Usually only b), c) are called Gauss's Lemma. But I think introducing a) explicitly as a variant of it is an excellent idea, because that makes it really easy to see Gauss's Lemma as a stepping stone towards proving R[x] UFD:
R[x] is UFD <==> every irreducible element is prime. So as a first step towards proving that, it makes very good sense to prove "every *constant* irreducible is prime". This is much more intuitive than c) which seems to have no relation to what we want to prove. Thus the most lucid proof from my perspective is this:
- show, trivially, that R[x] UFD <==> every irreducible element of R[x] is prime.
- start by proving that every irreducible element of R is prime in R[x], variant a) of Gauss's Lemma.
- introduce content, uniqueness up to units of the representation cont(f) f~, and variant d) of Gauss's Lemma that says the content and the primitive part act separately as factors.
- now prove that every f(x) irreducible non-constant is prime, by induction on degree of f(x), and for a given f(x) induction on sum of degrees of g,h, such that f(x) | g(x) h(x).
Given f | gh, if deg(g) < deg(f), take g' an irreducible factor of g, then g' | f s for some s(x), and by inductive hypothesis, either g' | f, impossible, or g' | s, then factor out g' from the original relation f | gh and get a lower deg(g)+deg(h).
Otherwise, if deg(g) >= deg(f), let f_n be the leading coefficient of f, then f | f_n*g*h, and f | (f_n*g - A*f) h, which is
of lower degree for a suitable A. So either f|h, or f | f_n*g, and then because by Gauss's Lemma content and primitive part factor separately, and f is primitive, in fact f | g.
This may be a bit long, but not longer than the traditional proof I think, and it's easy to see what exactly is going on.

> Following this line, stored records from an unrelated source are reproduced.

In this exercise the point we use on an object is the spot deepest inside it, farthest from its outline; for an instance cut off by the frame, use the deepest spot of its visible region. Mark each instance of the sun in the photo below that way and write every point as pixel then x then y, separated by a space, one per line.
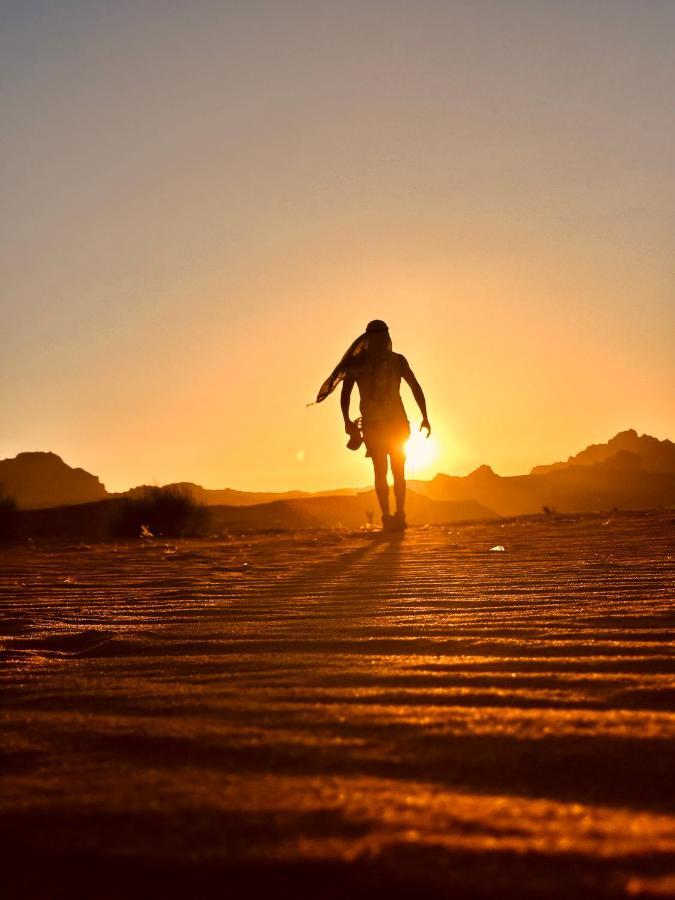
pixel 421 453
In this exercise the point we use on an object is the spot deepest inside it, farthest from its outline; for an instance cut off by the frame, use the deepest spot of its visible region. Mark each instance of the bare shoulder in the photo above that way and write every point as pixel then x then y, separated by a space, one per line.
pixel 403 362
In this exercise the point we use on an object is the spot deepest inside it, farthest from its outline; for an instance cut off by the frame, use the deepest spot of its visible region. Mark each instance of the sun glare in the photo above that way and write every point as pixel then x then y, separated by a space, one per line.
pixel 421 453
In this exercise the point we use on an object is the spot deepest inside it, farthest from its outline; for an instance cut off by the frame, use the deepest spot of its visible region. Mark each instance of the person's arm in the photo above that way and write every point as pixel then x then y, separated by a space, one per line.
pixel 417 392
pixel 345 397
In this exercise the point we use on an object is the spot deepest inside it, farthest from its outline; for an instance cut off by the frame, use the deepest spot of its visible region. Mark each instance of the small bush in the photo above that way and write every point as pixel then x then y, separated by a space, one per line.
pixel 9 516
pixel 160 512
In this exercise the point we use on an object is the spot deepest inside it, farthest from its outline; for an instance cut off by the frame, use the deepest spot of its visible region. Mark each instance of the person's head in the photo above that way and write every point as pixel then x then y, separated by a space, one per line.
pixel 379 340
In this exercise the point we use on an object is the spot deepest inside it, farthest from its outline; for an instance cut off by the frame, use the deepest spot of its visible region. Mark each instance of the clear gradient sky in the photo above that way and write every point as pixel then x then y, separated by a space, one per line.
pixel 205 202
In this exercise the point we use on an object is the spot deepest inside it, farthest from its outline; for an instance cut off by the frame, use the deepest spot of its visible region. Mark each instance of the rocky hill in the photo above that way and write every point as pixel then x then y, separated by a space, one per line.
pixel 39 480
pixel 654 455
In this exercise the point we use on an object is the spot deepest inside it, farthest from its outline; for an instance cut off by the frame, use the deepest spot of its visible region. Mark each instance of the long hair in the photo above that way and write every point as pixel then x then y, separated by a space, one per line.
pixel 369 350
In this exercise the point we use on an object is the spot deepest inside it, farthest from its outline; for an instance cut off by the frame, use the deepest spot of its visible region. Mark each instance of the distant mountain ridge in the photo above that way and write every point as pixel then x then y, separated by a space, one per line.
pixel 655 455
pixel 630 471
pixel 37 480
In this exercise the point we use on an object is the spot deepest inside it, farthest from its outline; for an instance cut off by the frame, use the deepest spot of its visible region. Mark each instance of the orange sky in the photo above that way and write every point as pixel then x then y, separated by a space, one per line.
pixel 205 205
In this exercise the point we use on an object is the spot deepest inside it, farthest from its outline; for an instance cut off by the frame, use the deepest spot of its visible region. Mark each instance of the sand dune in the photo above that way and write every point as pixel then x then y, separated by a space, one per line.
pixel 340 714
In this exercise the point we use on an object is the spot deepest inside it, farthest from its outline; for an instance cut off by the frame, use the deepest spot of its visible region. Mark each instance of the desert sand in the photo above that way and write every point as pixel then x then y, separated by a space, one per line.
pixel 343 714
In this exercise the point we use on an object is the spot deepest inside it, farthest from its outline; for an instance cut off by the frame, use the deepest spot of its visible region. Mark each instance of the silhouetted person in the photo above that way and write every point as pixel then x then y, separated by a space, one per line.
pixel 377 370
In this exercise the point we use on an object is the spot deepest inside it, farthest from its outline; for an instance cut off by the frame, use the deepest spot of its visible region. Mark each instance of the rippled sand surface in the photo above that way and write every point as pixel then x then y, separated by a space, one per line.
pixel 342 714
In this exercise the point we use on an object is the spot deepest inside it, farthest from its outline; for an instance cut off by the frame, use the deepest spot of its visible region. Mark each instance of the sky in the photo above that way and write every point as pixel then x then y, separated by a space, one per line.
pixel 205 202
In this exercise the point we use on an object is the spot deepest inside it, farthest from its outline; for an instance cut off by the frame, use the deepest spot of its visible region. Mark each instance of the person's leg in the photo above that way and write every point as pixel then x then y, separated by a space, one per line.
pixel 398 471
pixel 381 485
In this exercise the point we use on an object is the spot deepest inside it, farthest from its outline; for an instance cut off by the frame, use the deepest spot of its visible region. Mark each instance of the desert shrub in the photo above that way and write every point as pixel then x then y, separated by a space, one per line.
pixel 160 512
pixel 9 516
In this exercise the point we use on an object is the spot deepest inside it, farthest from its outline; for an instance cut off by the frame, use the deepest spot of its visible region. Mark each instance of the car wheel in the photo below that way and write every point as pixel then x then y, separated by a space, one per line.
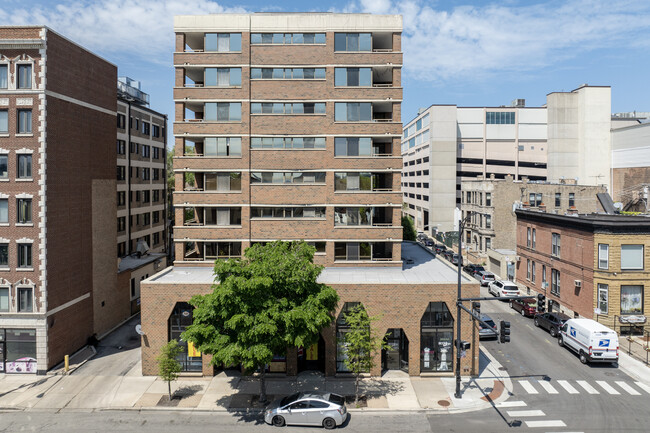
pixel 278 421
pixel 329 423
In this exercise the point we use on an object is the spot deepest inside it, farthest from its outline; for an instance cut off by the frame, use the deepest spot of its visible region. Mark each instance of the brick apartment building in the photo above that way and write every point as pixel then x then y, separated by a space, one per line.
pixel 595 266
pixel 288 126
pixel 57 197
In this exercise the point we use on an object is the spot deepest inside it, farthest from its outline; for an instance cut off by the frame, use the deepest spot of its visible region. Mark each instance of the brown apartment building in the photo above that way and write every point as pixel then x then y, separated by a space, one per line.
pixel 57 197
pixel 288 126
pixel 595 266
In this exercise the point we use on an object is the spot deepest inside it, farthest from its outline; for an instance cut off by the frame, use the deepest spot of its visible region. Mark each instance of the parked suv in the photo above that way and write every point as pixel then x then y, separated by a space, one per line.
pixel 551 321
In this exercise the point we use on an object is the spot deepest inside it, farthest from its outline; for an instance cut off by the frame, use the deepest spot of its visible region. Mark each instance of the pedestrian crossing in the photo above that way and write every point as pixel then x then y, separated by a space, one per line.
pixel 619 387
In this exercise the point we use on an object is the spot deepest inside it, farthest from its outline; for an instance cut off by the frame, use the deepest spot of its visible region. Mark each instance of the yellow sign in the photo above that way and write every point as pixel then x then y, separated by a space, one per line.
pixel 192 351
pixel 312 353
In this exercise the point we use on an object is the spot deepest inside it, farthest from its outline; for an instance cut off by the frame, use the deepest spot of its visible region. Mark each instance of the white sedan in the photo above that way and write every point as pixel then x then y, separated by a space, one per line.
pixel 501 288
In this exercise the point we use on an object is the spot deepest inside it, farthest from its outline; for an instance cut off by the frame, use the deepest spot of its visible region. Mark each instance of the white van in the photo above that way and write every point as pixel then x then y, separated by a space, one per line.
pixel 592 341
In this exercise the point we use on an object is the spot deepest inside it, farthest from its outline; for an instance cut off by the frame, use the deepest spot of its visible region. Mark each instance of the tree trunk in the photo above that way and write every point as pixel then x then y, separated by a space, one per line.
pixel 263 398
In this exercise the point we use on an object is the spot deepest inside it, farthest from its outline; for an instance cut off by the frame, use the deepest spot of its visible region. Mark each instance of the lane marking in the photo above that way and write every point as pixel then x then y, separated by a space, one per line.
pixel 518 413
pixel 590 389
pixel 549 423
pixel 607 387
pixel 512 404
pixel 627 388
pixel 643 386
pixel 530 389
pixel 548 387
pixel 568 387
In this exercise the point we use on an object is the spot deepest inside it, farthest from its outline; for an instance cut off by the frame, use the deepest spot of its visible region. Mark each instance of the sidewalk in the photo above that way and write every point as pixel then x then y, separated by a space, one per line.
pixel 395 391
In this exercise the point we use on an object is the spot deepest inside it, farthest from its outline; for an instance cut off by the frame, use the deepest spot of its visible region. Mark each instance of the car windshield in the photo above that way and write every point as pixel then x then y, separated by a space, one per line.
pixel 290 398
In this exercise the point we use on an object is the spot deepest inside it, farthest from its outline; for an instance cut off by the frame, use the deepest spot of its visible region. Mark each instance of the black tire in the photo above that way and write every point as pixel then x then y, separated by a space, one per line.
pixel 278 421
pixel 329 423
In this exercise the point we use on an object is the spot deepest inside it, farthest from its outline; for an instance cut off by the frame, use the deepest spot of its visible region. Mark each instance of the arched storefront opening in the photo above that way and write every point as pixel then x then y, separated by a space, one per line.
pixel 436 338
pixel 396 355
pixel 181 317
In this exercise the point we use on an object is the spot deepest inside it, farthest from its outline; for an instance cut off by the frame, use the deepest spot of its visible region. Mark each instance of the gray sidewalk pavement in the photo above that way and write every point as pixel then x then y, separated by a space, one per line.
pixel 394 391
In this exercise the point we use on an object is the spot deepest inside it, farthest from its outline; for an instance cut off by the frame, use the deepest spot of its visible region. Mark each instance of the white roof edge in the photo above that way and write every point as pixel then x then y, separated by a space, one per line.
pixel 284 22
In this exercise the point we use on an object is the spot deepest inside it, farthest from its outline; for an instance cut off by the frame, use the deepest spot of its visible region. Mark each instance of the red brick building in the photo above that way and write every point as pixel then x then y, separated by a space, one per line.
pixel 57 197
pixel 288 126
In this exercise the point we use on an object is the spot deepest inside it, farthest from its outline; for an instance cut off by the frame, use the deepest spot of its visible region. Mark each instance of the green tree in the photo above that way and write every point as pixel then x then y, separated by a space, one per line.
pixel 261 304
pixel 408 231
pixel 168 366
pixel 360 344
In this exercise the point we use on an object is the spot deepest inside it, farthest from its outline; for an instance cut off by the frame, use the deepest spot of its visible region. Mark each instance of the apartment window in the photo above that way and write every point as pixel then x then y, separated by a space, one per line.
pixel 631 257
pixel 24 210
pixel 353 77
pixel 222 77
pixel 555 282
pixel 353 111
pixel 287 38
pixel 24 76
pixel 4 82
pixel 222 42
pixel 288 142
pixel 499 118
pixel 222 146
pixel 24 166
pixel 603 298
pixel 352 146
pixel 280 177
pixel 352 42
pixel 25 299
pixel 288 108
pixel 603 256
pixel 24 121
pixel 24 255
pixel 222 111
pixel 288 73
pixel 4 122
pixel 555 244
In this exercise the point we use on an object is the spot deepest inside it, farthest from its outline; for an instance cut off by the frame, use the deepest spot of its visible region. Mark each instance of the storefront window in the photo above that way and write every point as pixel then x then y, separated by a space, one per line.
pixel 436 338
pixel 631 299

Finally, of all the proofs I've seen, Borofsky's proof you reference in your notes is the only one that really avoids a use of Gauss's Lemma. Your "lemmaless" proof is similar to Borofsky, but the details are a bit different, and because of that in the end you need the lemma (in its a) form above) to separate out the constant and the primitive parts of factorizations. The difference is that you reduce the degree using the largest degree factor, while Borofsky uses the smallest degree factor (including constant if necessary). If proofs via Gauss's Lemma generally go
- prove that irreducibles of R are prime in R[x], or another equivalent formulation of Gauss's Lemma
- prove that non-constant irreducibles are prime, using induction on degree, or using factorisations in F[x], or GCD properties, or...
Borofsky's proof goes
- prove that all irreducibles are prime in R[x], by common induction on degree and length of content. Given factorizations f(x) = f_1*...*f_n = g_1*....*g_n, we use the smallest degree factor, say f_1, and find an associate in g_1*...g_n. If f_1 is constant, we find a g_i with a leading monomial that f_1 divides, and reduce g_i by a multiple of f_1. By contrast with Gauss's Lemma, which would firmly find a *constant* associate g_i for us in this case, this does not necessarily home in on a constant g_i, but when g_i is non-constant, it still lowers the degree. It may make sense to adjust your proof along these lines to make it, well, I guess, more truly "lemmaless". I don't know if this is important enough to do, just a thought.